JM: Kevin had the script sitting at his house for like eight years after he made the [Bluntman & Chronic] graphic novel for Chasing Amy for Banky and Holden. He had the script sitting there, and I told him that I wanted to start doing different stuff. I wanted to produce and wanted to direct, but I didn’t even know how to go about starting the process. He asked if I knew how to produce and I said I could figure it out, so he said I needed something to produce.
He said, “Well, look. I’ve had this script sitting around forever. Why don’t you take it, produce it, see what comes of it?” I thought that was awesome, because Kevin … Say you wanted to read Clerks III right now. You have to go to his house; he won’t let it leave his house. I thought it was awesome that he gave me a script and was like, “Here, take it. Go do something with it.”
I started thinking about what to do with it, and I called Steve Stark, who is the has done some animations for Kevin and Scott Moser. We started running with it, got about six minutes done, and went to show it to Kevin. He had no idea that I was going to do anything with it. He thought that I was going to put the script on my shelf and let it sit. But he loved it and said “Aw man, we should make it into a movie.” I said it was a great idea, but I wanted to tour with it, the way he did with Red State.
I feel like now, in order to get everybody out of the house to watch a movie, it’s got to be a little more appealing. Everything’s on the interwebs. I thought that we could give them a Q&A podcast, and that’s how it started.
AC: How much of a role did Kevin have in the development of the movie other than the writing?
JM: He didn’t have much, but we would put scenes together throughout. Every once in a while he’d come in and say: “Hey, this joke is outdated. Let me rewrite it. Pop it in here. This joke’s outdated, let’s pull this out and put this in here.” He had a little to do with rewrites, and he did a lot on the sound mix. I’d never done any sound work, so when we got there, he came in and helped out with some of that. I had no idea how much you had to be a master with your ears. If things were off-sync for two seconds, Kevin would notice.
AC: What can cartoon Jay and Silent Bob do that the real life Jay and Silent Bob can’t?
JM: They never age. They can stay young forever.
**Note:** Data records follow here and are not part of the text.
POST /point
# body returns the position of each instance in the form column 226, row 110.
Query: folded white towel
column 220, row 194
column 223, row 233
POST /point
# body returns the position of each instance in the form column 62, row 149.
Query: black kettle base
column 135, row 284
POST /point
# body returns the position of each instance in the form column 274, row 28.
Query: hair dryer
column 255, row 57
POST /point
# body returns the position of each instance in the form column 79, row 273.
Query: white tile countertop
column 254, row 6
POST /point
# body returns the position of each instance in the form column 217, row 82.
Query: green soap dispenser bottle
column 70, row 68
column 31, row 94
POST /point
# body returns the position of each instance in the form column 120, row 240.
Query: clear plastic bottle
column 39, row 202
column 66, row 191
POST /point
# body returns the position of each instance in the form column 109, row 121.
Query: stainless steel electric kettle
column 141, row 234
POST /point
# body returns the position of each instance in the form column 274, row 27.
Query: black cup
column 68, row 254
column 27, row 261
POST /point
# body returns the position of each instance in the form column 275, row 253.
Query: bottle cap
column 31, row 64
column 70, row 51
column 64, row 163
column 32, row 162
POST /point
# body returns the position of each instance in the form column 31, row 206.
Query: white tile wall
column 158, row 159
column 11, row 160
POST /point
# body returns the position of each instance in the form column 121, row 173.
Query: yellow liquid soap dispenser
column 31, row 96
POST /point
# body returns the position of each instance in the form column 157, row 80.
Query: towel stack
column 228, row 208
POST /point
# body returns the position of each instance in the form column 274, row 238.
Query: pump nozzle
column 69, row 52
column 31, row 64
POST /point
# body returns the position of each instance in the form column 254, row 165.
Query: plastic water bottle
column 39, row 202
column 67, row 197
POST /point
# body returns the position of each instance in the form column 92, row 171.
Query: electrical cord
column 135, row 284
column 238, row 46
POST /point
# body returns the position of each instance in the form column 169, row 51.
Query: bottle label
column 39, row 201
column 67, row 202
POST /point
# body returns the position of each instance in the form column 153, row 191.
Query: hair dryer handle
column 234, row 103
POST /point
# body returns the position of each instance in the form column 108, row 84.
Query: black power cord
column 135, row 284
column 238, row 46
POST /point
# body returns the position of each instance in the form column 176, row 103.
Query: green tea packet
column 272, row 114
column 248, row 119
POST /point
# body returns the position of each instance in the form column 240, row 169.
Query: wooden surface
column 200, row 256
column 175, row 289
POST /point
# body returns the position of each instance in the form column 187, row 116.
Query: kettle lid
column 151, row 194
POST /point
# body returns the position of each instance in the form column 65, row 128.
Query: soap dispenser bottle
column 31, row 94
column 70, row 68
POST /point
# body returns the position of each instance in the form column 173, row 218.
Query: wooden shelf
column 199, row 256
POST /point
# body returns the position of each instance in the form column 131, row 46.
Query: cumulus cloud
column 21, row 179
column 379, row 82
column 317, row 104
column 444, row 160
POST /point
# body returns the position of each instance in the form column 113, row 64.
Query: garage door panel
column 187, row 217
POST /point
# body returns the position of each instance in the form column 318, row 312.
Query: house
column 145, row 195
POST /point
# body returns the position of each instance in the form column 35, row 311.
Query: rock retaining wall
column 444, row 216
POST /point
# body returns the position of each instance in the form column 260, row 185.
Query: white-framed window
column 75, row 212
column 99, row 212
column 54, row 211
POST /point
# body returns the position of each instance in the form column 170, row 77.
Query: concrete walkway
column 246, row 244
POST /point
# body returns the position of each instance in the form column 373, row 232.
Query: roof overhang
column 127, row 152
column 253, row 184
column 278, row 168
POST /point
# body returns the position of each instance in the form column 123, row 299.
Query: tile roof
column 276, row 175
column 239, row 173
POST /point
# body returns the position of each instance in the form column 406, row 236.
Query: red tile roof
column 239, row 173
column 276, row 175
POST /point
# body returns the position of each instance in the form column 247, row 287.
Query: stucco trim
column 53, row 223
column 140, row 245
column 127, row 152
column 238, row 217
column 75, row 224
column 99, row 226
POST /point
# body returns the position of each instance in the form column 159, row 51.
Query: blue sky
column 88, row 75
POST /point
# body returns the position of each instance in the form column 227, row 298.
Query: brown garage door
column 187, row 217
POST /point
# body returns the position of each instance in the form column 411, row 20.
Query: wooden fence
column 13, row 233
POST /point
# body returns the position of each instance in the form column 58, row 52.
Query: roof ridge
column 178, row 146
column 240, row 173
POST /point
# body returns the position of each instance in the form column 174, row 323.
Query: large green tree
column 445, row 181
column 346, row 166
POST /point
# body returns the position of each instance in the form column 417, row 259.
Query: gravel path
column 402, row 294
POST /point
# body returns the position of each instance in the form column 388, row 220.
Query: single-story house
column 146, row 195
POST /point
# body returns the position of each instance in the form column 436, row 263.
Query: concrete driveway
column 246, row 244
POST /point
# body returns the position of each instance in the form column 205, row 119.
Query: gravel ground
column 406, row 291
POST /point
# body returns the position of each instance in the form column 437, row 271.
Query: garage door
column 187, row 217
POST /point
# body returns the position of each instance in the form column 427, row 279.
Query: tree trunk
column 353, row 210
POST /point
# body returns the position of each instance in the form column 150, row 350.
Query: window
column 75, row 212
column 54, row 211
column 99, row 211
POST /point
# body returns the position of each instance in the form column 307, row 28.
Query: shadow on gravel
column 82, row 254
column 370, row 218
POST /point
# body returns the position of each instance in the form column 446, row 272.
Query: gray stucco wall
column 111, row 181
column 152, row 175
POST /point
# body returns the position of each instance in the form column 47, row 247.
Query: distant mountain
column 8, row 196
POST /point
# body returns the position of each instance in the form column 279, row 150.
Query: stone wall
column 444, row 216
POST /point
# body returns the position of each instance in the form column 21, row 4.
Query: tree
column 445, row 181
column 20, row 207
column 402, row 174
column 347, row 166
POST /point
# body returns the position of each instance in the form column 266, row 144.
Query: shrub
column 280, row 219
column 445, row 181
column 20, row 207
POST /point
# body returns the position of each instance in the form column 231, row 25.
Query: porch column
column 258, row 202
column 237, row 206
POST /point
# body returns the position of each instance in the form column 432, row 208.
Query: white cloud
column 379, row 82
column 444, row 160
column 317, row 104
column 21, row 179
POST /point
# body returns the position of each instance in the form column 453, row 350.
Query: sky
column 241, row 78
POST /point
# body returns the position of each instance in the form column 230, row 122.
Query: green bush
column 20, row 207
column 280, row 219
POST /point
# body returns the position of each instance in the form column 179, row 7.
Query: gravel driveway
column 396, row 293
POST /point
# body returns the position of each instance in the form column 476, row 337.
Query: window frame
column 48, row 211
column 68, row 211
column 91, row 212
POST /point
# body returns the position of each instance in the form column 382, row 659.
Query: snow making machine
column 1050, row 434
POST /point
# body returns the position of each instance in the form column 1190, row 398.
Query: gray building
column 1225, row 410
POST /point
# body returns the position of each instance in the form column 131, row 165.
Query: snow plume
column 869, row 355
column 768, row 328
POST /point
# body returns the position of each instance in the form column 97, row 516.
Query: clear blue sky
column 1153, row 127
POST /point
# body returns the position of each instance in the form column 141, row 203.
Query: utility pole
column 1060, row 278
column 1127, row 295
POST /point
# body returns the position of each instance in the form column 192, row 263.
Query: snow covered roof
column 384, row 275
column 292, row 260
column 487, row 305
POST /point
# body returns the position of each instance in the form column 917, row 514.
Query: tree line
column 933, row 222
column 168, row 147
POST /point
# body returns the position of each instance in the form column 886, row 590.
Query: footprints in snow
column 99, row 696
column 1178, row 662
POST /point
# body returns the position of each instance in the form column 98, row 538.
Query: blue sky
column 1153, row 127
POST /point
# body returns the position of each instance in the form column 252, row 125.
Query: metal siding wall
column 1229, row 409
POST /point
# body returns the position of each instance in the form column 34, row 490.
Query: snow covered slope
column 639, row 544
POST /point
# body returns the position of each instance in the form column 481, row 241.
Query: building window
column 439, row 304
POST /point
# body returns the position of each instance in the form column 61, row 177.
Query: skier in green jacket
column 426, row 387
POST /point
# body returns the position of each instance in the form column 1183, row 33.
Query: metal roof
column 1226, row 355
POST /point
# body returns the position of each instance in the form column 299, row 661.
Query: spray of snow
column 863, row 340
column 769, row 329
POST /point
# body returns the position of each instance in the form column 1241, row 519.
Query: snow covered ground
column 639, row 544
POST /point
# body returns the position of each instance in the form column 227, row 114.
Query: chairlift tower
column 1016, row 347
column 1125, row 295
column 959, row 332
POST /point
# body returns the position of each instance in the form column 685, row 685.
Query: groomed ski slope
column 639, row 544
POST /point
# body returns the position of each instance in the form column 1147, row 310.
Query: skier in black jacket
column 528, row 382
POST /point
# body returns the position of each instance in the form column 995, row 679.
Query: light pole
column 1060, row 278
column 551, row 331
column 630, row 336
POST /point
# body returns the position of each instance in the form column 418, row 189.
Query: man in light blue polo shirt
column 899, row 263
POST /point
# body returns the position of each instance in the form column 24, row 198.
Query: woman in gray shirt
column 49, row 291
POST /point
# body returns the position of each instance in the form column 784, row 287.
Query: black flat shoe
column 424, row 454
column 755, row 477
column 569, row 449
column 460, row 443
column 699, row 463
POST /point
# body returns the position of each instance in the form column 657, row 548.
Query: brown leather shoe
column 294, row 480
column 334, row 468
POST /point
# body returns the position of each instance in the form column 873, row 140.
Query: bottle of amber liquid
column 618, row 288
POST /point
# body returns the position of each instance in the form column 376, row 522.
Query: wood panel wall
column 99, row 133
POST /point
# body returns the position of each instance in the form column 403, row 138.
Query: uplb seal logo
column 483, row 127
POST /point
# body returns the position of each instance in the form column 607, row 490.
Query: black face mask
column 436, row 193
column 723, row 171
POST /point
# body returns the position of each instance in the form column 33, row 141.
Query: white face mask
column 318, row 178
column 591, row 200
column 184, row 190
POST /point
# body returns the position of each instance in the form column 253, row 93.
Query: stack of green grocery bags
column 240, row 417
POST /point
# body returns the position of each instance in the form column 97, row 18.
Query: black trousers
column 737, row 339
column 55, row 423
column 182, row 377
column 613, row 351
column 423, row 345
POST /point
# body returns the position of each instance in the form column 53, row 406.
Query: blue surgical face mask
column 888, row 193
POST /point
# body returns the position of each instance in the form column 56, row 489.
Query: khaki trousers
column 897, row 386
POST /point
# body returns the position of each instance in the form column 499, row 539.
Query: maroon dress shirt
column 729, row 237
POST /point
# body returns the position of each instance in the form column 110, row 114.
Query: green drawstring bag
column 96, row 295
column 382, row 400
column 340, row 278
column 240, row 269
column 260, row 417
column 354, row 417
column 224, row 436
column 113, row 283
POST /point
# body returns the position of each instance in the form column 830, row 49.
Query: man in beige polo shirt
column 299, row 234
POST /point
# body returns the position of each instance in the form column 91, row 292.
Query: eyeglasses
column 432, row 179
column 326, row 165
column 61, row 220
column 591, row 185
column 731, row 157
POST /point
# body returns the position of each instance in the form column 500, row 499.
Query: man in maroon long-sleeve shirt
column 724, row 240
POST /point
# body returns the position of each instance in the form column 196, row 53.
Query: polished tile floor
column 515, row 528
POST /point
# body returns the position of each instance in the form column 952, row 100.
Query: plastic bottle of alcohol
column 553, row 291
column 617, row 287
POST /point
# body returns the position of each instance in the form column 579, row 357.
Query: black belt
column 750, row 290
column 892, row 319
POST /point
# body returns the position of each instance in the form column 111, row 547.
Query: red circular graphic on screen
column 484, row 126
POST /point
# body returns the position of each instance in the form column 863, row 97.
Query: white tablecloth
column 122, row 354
AC: How does that benefit them as they wage war against the League of Shitters?
JM: Their health being intact, and their wits: I feel like a live-action, 65-year-old Jay and Silent Bob would be slow-moving and slow-witted.
AC: It seems as though Dick Head, one of the film’s bad guys, who shoots ejaculate from his penis-shaped head as a defense mechanism, is the superhero tandem’s most formidable opponent.
JM: I would say that’s definitely the case. We get into his story more than the other characters. He’s strong, and he shoots spew out of his head. Ralph Garman did a great job. I’d say that the whole cast – Eliza Dushku and Ben Gleib – everyone who was a part of it did a great, great job. Ralph does great with Dick Head.
AC: The screening will be followed by a live recording of your podcast.
JM: Yes, we do it a little different. We do a Q&A so that most people can talk about the movie. We’ll record it, throw it up on smodcast.com. So we’ll do that, do a little podcasting, and then at the end, we’ll play a little game we like to call "Let Us Fuck," which’ll bring a few audience members up to the stage for some fun. It’s a three-and-a-half hour extravaganza, if you will.
AC: The game is called "Let Us Fuck"?
AC: What goes on in "Let Us Fuck"?
JM: You bring three audience members up, and then we come up with weird positions. So it’s not missionary style or doggystyle. People will come up with, like, The Chicago Anal Capone, and you have to come up with that position. There’s no nakedness. It’s just pretend air-sex. It’s like an air guitar contest, but with sex positions.
AC: Fair warning: Austin, Texas, is the home of Air Sex competitions.
JM: No way.
AC: Yep. The Air Sex World Championships were founded in Austin just a few years ago.
JM: That’s amazing. I got to remember that and make an announcement of that.